Doug Bacon of West Hartford, Conn., was inspired by humiliation, not fashion. He donned his inventor’s cap after a luggage-encumbered trip to Hawaii with his wife and son, Gus, who was 2 at the time. “It seemed like we were carrying all of our possessions,” Mr. Bacon said, enumerating the necessities he had to schlep through airports and cities. “We got into the hotel there, and people just gave us the dirtiest looks,” he said.Photo
The Itzbeen timer.
After the trip, Mr. Bacon, who works from home as an account executive for a software company, was certain there was a less Griswold-like way to travel. “I was like, ‘Honey, what if we attach the car seat to the rolling luggage?’ ” he said. “Now you don’t need the stroller, the kid could ride in the car seat and you don’t have to carry your carry-on bag because it’s the rolling luggage.”

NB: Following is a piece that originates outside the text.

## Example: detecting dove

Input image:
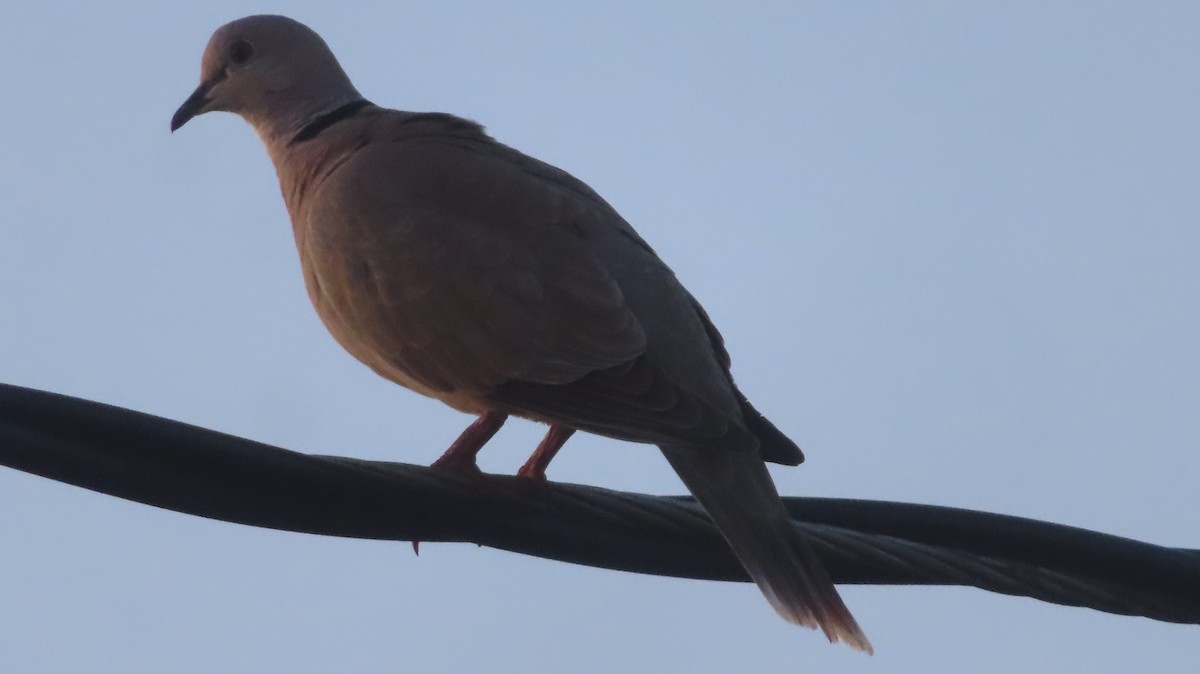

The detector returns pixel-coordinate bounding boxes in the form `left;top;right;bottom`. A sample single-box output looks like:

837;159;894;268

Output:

Mr. Bacon spent hours experimenting with wood and rope and eventually decided on fabric to craft a backpack-like device that can attach a car seat to a piece of rolling luggage. He named it ToteaTot and sells it on a Web site, Toteatot.com, for $29.95. Today he and his wife, Megan, have three children (Quinn, 10 weeks; Beau, 3; and Gus, 6), which means they have more tots to tote. But, he said, his eldest can now do the wheeling.
Greg Sheldon, the father of Will, 2, of Woodland, Calif., said he did not want to work full time so he could spend more time with his baby. “I wanted to be involved,” he said. “I didn’t see my dad hardly at all when I was growing up.”
When their son was born, Mr. Sheldon, an engineer, and his wife, a nurse, were so sleep-deprived they had trouble remembering when they last fed and put the baby down for a nap. So Mr. Sheldon wrote a computer program to remind them, which eventually led him to invent the Itzbeen baby care timer, which can display how long it has been since the last changing, feeding, nap and dose of medication. It reached the market in January, retails for $24.99 and is available at Amazon.com, Target.com and specialty retailers like Giggle.
As for Mr. Habeeb, he is working on a few new children’s products. But first, he has an appearance on “The Maury Show” to discuss “Stag: Last Night of Freedom” with Maury Povich.
“From a guy that makes TV shows that air after midnight,” Mr. Habeeb said, “it’s kind of fun to do something that really makes you feel good.”